FIJ Congrès 2001 : Motions renvoyées au comité exécutif

Resolutions approuvées par le 24ième Congrès de la FIJ reuni a Séoul du 11 au 16 juin 2001



Motions renvoyées au comité exécutif


1. Liberté des médias et droits des journalistes


Proposée par le Syndicat des journalistes croates



Le 24ème Congrès de la FIJ, réuni à Séoul du 11 au 16 juin 2001,


estimant que le travail de la FIJ doit cerner de façon plus efficace les droits sociaux des journalistes,


donne au Comité exécutif des instructions pour que les mots "et les droits des journalistes" soient ajoutés après "liberté des médias" dans tous les documents, déclarations ou communiqués publiés par la FIJ.



2. Politique internationale en matière de chômage et d'inégalités sociales


Proposée par l'ANP, Pérou



Le 24ème Congrès de la FIJ, réuni à Séoul du 11 au 16 juin 2001,


considérant que les dernières informations présentées par l'Organisation internationale du Travail (OIT) révèlent que près d'un milliard de personnes, soit environ un tiers de la population active de la planète, ne disposent pas d'un travail ou reçoivent moins que ce à quoi elles pourraient prétendre,


constatant que sur ce milliard de personnes, quelque 150 millions tentent de survivre sans le moindre emploi et qu'en moyenne, 60 millions de jeunes âgés de 15 à 24 ans n'ont aucune possibilité de travailler.


comprenant les souffrance sociales des travailleurs, parmi lesquels figurent des milliers de journalistes, dues à la crise économique qui a vu le jour en Asie à la fin des années 1990 et s'est, depuis lors, propagée aux autres régions, en particulier en Amérique latine et en Afrique.


décide que le Comité exécutif de la FIJ doit militer auprès du Fonds monétaire international, de la Banque mondiale et des principaux pays industrialisés à propos des politiques mondiales visant à réduire le chômage et la fracture sociale.


Le Congrès donne en outre des instructions au Comité exécutif pour qu'il soutienne de toute urgence la création d'un Bureau d'études économiques et du travail, qui serait amené à réaliser une étude permanente des problèmes de travail, à promouvoir des modes d'emploi alternatifs, et à soutenir des régimes de propriété alternatifs pour les médias, y compris un actionnariat des journalistes et du personnel des médias.

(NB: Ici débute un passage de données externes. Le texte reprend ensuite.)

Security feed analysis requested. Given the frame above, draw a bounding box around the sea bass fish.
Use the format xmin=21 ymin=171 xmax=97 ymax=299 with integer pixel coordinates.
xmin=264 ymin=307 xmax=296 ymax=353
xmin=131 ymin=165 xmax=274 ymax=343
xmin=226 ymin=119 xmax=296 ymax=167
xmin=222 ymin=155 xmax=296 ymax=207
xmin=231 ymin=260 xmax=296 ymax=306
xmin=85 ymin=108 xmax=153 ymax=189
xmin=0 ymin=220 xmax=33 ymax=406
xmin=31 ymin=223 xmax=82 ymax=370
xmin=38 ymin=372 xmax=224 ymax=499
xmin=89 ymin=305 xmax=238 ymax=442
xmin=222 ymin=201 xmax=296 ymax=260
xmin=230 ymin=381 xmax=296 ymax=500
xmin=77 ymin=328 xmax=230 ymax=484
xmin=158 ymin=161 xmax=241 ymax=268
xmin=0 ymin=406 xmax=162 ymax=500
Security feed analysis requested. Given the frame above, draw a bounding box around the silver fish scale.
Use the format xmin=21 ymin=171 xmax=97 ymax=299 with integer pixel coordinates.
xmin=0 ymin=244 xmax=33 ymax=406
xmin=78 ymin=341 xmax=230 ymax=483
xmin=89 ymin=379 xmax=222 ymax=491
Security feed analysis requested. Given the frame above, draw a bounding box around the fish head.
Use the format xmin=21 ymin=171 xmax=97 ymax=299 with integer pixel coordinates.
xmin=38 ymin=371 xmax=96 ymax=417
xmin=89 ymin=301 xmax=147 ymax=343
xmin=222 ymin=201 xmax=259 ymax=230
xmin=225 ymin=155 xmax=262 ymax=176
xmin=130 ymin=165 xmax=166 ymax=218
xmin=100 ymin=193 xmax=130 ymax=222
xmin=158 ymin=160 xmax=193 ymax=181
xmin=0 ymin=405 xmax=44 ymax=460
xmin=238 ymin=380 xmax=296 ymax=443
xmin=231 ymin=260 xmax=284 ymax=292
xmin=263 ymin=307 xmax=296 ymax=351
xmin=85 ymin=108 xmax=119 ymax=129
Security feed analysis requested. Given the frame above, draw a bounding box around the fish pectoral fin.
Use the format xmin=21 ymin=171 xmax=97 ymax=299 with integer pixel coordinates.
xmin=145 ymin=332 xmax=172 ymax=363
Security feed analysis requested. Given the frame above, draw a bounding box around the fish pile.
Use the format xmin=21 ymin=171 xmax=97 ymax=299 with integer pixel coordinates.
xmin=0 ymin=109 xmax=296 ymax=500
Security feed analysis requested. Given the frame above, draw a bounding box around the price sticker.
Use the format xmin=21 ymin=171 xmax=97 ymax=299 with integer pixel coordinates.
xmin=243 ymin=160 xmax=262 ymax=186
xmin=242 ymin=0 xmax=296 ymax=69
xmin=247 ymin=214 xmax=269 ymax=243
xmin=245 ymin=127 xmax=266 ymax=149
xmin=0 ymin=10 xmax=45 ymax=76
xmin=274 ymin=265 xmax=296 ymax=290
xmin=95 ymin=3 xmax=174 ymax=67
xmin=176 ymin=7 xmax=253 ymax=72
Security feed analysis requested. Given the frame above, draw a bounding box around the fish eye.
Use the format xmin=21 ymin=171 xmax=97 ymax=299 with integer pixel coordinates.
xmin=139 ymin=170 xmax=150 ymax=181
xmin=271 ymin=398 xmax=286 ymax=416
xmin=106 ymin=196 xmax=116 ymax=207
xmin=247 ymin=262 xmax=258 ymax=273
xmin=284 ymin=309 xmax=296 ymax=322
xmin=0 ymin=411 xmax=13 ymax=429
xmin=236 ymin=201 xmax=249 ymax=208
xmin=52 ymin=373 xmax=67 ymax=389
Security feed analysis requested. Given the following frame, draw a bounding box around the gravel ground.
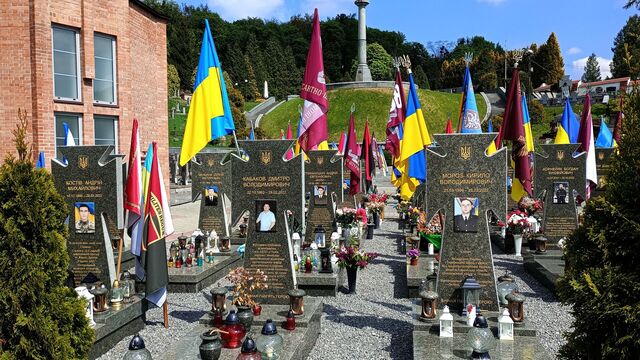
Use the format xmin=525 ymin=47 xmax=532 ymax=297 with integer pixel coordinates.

Le Congrès invite le Comité exécutif à créer un fonds avec le soutien d'organisations internationales, de gouvernements des pays industrialisés et d'organisations de journalistes, afin d'appuyer la création et le travail de ce Bureau d'études économique et du travail.



3. Règlement de travail du Comité exécutif de la FIJ


NUJ Grande-Bretagne et Irlande



Le 24ème Congrès de la FIJ, réuni à Séoul du 11 au 16 juin 2001,


constatant que l'article 26, Section VIII, des Statuts stipule que le Comité exécutif "dans le cadre des statuts, (…) instaurera ses propres procédures et règlements de travail.",


prenant acte des événements survenus lors du Comité exécutif de Sydney, où le Trésorier a démissionné du CE, avant de revenir sur sa démission dans la suite de la réunion,


conscient des difficultés que pose la tenue des activités du CE en l'absence de règlement de travail,


donne au prochain Comité exécutif des instructions pour adopter, de toute urgence, un règlement interne destiné à régir ses réunions.


4. Secrétaire général adjoint


NUJ Grande-Bretagne et Irlande


Le 24ème Congrès de la FIJ, réuni à Séoul du 11 au 16 juin 2001,


exprime son inquiétude face au fait que la FIJ ne dispose pas de Secrétaire général adjoint. Le Congrès rappelle que ce poste a été laissé vacant à la création du poste de Directeur de la Division des projets de la FIJ, et bien qu'il reconnaisse l'importance de ce travail pour cette dernière, il constate qu'en l'absence du Secrétaire général, l'organisation se trouve dépourvue de dirigeant officiel.


Le Congrès donne au Comité exécutif des instructions pour qu'il recrute et désigne un Secrétaire général adjoint.


Le Congrès recommande, à la lumière de la prépondérance inévitable du personnel européen au siège de la FIJ, que la personne désignée ne soit pas originaire d'Europe occidentale.